Software as a Service
Try to think of the Software as a Service as a film or TV series of your favourite media-services provider, like Netflix. In order to have access to every film and TV series that this platform offers, you must own a subscription that you can renew on a periodic basis. Although Netflix is not a Software as a Service, the idea is closely related: the Software as a Service, better known in its acronym form, SaaS, is a web-based model of software delivery that is centrally hosted. This means that software vendors will maintain and host the server, while licensing the software to the customers. In other words, the end users of the software won't own the software per se (and for this reason the software is not installed in the computer), but they will be granted access via the internet through a license that is renewable on a periodic basis. SaaS software might be free or require a monthly fee. SaaS became very popular between business applications. For instance, Microsoft Office 365, Google Apps and Amazon Web Services are examples of SaaS. Extending this SaaS idea, cybercriminals now trade in something called RaaS (this stands for Ransomware as a Service). Ransomware, similar to a kidnapper demanding a ransom for a hostage, is a malware that encrypts and locks down data on your computer, providing you with the data if you pay a financial ransom. But rather than create or buy the ransomware "kit" themselves, cybercriminals are contracting with the owners of the malware in a profit-sharing scheme.
Black hats/White hats
We categorize many things by color, and that includes hackers, too. The color of the hat determines the purpose of the hacker. A Black hat would be referred to as a "malevolent hacker". This is someone who hacks into computer systems in order to compromise security.

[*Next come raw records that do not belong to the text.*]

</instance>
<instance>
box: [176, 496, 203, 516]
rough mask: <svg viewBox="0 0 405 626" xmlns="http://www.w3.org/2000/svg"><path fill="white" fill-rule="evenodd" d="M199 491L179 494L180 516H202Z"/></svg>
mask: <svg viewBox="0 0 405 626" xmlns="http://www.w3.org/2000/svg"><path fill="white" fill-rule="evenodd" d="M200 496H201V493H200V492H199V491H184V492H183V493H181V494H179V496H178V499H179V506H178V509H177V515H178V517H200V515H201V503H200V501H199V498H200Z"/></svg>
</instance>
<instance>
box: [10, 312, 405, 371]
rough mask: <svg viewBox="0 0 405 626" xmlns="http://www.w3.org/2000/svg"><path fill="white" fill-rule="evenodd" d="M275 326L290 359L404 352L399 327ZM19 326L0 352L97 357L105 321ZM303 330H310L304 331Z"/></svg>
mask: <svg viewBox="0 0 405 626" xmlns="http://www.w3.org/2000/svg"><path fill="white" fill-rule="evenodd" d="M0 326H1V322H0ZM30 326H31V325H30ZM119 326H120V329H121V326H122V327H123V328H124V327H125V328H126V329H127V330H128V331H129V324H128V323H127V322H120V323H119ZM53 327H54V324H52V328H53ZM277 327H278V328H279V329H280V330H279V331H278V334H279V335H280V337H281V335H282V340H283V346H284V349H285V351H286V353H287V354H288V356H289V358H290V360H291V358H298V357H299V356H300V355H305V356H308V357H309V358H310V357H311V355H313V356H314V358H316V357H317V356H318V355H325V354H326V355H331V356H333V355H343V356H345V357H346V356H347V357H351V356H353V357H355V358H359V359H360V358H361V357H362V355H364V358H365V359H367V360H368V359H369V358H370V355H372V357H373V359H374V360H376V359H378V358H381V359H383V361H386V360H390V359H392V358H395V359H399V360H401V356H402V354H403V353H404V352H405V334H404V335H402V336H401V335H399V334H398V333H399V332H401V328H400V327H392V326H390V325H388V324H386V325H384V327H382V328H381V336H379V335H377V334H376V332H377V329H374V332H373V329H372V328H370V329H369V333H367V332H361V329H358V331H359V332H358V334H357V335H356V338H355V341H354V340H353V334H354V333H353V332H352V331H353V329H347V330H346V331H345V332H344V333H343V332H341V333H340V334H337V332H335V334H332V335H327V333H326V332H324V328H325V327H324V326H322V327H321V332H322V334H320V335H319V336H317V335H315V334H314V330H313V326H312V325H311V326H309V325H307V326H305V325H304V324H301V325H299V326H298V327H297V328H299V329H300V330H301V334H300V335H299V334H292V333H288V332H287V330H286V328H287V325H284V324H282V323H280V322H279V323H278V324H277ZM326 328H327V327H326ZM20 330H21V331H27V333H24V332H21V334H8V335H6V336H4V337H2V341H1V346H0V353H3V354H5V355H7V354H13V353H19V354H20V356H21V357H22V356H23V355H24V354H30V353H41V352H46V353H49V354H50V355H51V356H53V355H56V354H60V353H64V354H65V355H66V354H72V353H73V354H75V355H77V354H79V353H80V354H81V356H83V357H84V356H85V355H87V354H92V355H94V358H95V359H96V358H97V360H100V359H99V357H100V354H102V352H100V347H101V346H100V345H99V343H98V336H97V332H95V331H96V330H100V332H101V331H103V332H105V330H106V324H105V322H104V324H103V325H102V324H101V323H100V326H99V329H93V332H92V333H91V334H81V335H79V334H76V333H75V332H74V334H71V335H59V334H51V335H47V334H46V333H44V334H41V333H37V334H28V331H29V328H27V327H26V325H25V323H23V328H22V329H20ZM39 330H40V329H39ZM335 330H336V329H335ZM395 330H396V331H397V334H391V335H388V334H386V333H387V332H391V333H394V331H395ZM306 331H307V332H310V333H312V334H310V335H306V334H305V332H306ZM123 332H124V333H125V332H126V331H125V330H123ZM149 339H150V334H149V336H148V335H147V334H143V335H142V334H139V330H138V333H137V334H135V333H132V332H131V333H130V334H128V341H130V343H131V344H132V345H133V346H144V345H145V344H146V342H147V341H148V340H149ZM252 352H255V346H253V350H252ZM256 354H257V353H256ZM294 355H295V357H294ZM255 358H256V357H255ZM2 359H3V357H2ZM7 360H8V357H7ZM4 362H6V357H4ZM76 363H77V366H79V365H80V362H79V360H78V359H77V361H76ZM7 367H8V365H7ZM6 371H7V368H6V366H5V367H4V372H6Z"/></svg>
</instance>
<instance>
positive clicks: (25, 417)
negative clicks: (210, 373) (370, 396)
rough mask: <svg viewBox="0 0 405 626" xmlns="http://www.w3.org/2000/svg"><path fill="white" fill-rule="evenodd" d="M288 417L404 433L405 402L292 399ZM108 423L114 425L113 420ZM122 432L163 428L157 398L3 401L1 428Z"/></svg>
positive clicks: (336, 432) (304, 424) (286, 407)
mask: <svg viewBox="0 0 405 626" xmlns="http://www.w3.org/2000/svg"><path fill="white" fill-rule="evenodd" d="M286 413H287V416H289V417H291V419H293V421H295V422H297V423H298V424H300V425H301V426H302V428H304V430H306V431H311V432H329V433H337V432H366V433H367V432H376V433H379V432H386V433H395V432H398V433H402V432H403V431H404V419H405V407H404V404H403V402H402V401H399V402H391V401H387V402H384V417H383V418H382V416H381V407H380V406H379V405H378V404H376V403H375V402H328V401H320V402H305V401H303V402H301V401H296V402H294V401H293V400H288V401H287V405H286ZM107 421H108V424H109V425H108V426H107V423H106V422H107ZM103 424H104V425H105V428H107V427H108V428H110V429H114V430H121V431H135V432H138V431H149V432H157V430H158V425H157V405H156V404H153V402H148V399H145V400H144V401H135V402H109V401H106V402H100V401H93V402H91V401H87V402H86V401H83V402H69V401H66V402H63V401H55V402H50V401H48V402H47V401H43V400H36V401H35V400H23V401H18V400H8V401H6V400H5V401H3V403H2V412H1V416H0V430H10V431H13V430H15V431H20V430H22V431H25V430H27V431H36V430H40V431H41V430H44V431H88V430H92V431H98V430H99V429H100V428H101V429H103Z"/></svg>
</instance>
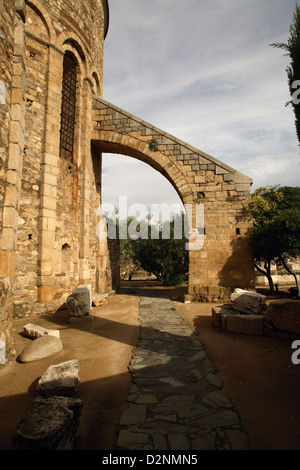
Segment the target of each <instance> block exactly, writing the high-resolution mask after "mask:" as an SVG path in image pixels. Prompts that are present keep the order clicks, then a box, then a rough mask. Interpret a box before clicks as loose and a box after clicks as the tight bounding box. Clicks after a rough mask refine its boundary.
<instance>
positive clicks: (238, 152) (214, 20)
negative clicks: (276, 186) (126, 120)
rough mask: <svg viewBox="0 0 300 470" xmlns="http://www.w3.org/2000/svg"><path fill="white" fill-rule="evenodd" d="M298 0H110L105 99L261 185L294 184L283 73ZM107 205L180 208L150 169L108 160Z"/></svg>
mask: <svg viewBox="0 0 300 470" xmlns="http://www.w3.org/2000/svg"><path fill="white" fill-rule="evenodd" d="M295 4H296V3H295V0H184V1H182V0H151V1H149V0H109V30H108V34H107V37H106V39H105V44H104V70H103V73H104V80H103V98H104V99H105V100H107V101H109V102H111V103H113V104H114V105H116V106H118V107H120V108H122V109H124V110H126V111H128V112H130V113H132V114H134V115H135V116H137V117H139V118H141V119H143V120H145V121H147V122H149V123H151V124H152V125H154V126H156V127H158V128H160V129H162V130H163V131H165V132H168V133H169V134H171V135H173V136H175V137H177V138H179V139H181V140H183V141H184V142H186V143H188V144H190V145H192V146H194V147H196V148H198V149H199V150H202V151H204V152H205V153H207V154H209V155H211V156H212V157H214V158H216V159H218V160H220V161H222V162H223V163H225V164H227V165H229V166H231V167H232V168H234V169H235V170H237V171H239V172H241V173H243V174H245V175H247V176H249V177H250V178H252V179H253V186H252V190H255V189H256V188H258V187H260V186H266V185H277V184H279V185H281V186H299V185H300V156H299V146H298V141H297V137H296V130H295V123H294V113H293V110H292V107H291V106H285V105H286V102H287V101H289V100H290V94H289V89H288V83H287V74H286V67H287V66H288V65H289V64H290V58H289V57H287V56H285V55H284V51H283V50H282V49H277V48H274V47H271V46H270V44H271V43H276V42H284V43H286V42H287V40H288V38H289V28H290V24H291V22H292V19H293V12H294V9H295ZM102 184H103V189H102V197H103V203H110V204H115V205H117V204H118V198H119V196H120V195H122V196H127V197H128V203H129V204H133V203H137V202H138V203H142V204H148V205H149V204H152V203H153V204H157V203H163V202H164V203H168V204H170V205H171V204H176V203H178V202H179V198H178V196H177V193H176V192H175V190H174V188H173V187H172V186H171V184H170V183H169V182H168V181H167V180H166V179H165V178H164V177H163V176H161V175H160V174H159V173H158V172H157V171H155V170H153V169H152V168H151V167H149V165H146V164H145V163H143V162H139V161H137V160H135V159H132V158H130V157H127V156H120V155H113V154H104V155H103V172H102Z"/></svg>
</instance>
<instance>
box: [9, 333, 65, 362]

The OPM data breach of 2015 is one very famous example of black hat activity, compromising an estimated 21.5 million personal records. While black hats usually hack for illicit financial gain, the reasons can vary. They could be hacking for politcal protest, or it could simply be for thrills. On the flipside, a White hat is the "benevolent hacker". This is someone who discovers vulnerabilities in computer systems for the sake of improving security. This person could be an employee of a company trying to find these vulnerabilities, or they could be a concerned individual telling a company that they discovered a cybersecurity weakness. These two types of hackers are like two different types of neighbors. A Black hat would be that terrible neighbor that notices the lock on your front door doesn't work, so they sneak in and steal the leftovers from your fridge. A White hat would be the kind of neighbor who tells you "hey, I noticed the lock on your front door doesn't work, you should get that fixed because someone could walk in and steal your leftovers if they wanted to".